I also had a ZIP drive for a bit. Don't judge, it was cute and purple, I was doing digital art at the time, and CD-RW wasn't very reliable. (Still isn't very reliable, in fact, but we have thumbdrives and cloud storage now, so we care less.) I also bought and installed a DVD-ROM drive so cheap that one of the ways the manufacturers cut their costs down to the bone was evidently to skip the region firmware. Annoying as hell when I replaced it with a DVD±RW burner and had to suddenly figure out how to crack the thing, because God knows I can't not watch random foreign TV, and streaming things hadn't really got viable yet.

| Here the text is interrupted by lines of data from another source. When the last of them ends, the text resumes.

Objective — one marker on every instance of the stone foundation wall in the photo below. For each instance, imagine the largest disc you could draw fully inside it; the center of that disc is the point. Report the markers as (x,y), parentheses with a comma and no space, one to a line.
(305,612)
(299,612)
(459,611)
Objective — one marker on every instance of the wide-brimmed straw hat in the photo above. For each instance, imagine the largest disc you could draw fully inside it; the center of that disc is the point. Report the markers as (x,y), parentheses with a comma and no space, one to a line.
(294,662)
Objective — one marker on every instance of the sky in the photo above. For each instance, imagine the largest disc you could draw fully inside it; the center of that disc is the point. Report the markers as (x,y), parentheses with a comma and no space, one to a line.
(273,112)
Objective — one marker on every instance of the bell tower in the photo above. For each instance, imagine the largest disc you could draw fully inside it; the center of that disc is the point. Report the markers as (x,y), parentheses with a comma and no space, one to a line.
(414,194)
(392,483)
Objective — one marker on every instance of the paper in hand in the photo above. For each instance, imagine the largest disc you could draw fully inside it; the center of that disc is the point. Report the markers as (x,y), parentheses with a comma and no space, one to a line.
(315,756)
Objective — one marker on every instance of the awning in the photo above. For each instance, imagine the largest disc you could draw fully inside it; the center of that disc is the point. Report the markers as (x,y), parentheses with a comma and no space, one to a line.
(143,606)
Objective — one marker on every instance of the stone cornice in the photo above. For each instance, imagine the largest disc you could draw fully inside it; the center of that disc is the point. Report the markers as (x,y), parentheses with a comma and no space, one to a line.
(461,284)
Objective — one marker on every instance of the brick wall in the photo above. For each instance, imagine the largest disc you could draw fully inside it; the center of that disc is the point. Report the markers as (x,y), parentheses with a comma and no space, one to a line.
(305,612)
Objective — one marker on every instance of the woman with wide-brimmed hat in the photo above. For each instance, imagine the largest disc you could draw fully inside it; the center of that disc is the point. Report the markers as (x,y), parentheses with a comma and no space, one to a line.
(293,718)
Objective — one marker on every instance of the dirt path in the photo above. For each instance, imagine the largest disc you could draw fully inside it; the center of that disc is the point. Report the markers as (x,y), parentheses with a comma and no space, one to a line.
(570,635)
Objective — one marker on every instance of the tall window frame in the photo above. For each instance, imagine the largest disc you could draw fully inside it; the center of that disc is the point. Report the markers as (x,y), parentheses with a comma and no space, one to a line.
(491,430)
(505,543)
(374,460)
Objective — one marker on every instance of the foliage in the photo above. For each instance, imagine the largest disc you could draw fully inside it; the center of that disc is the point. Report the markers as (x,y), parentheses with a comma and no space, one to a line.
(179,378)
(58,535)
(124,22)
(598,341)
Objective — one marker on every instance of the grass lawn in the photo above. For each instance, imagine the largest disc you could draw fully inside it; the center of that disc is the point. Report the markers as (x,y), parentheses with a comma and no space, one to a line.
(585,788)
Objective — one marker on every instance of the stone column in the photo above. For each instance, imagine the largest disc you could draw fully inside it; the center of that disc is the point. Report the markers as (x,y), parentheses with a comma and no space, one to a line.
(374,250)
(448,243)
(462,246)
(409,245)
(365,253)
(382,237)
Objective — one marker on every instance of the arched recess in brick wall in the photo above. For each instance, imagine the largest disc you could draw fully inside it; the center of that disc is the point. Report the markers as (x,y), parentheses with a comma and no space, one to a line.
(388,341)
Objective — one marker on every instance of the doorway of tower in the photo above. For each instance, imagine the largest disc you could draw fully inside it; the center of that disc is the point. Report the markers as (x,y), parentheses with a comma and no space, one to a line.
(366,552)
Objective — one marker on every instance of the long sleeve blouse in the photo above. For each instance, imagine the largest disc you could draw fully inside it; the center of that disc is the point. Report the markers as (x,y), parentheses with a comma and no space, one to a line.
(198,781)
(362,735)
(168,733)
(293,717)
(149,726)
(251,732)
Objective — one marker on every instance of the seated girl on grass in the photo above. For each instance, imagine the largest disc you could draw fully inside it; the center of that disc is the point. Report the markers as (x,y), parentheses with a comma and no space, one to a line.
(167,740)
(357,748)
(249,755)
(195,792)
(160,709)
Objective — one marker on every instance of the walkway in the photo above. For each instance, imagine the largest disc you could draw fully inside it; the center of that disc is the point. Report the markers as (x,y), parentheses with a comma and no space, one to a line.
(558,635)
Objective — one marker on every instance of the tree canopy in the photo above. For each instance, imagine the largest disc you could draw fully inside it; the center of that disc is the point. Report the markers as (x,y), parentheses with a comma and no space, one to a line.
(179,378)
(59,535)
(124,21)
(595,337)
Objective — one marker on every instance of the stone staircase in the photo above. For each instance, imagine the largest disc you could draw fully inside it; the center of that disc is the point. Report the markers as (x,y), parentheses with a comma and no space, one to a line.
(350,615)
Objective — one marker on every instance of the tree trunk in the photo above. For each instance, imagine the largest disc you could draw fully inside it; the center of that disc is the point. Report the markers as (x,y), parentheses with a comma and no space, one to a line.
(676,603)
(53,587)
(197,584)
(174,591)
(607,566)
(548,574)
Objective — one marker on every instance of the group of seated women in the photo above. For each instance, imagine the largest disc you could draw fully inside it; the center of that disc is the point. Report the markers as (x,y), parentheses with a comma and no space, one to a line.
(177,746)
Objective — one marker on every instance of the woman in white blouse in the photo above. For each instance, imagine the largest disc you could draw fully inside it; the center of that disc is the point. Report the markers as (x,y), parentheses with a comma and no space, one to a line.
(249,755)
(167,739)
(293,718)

I feel a bit stupid, having two running laptops lying around at the same time as I'm scrambling to pay rent. But  I need the completely working one for, er, work, and the other one isn't worth anything, and frankly wouldn't be even if she were entirely fixed. There really isn't a market for 5-year-old laptops, particularly ones that lack a Windows installation.

All of my everyday electronics are like that. I admit to doing it partially on purpose, because these are the things I'd go insane without, and no one can argue that I should pawn them if they're not worth anything to the pawnbroker. Mostly, though, it's because I couldn't afford to buy the expensive version that might retain value even if I wanted to. I don't need an Alienware gaming rig for what I do, I don't need a 240GB MP3 player that does everything but tongue-bathe my pet for me, and as it happened the kind of Kindle I really wanted was the older cheaper version that lacked a touchscreen. My DS is a Lite, which predates the DSi and really predates the 3DS, and looks like it's lived through every minute of the extensive use it's gotten. Even my earbuds are worthless -- Sony makes a couple of cheap kinds that I prefer, because they fit in my ears, deliver decent bass, and have open drivers so I can hear traffic as I walk around.

Plus, strangely enough, I find that many kinds of inexpensive portable electronics are oddly resilient. I try not to actually buy "Sorny" counterfeit junk, but if you can find the rock-bottom name brand stuff, it's very basic but capable of absorbing a great deal of punishment. I had a stone-stupid Memorex portable CD player once that lasted eight years, and I finally had to get rid of it by giving it away. Sandisk makes virtually unbreakable portable storage cards and drives -- their MP3 players aren't quite indestructible, but I have to put a lot of time and effort into destructing a device that costs around $30 on Amazon, which amounts to the same thing. The Toshiba laptop that's survived long enough to be worthless cost a whopping $450 new.


  1. People who complain about poor folk having possessions have usually never been poor and certainly have never been poor and tried to sell things to make ends meet. Used electronics aren't worth all that much, and even if you have jewelry to sell(either inherited or from better times) you aren't likely to get all that much either. It's also just a one time cash infusion, and it doesn't fix the structural problem of not enough income coming in. Occasionally it is useful to sell something to meet an emergency expense, but, once it's gone it's gone. Pawning or using loans can be long term expensive, and are generally to be avoided; it's hard to dig out of a debt hole once you are in.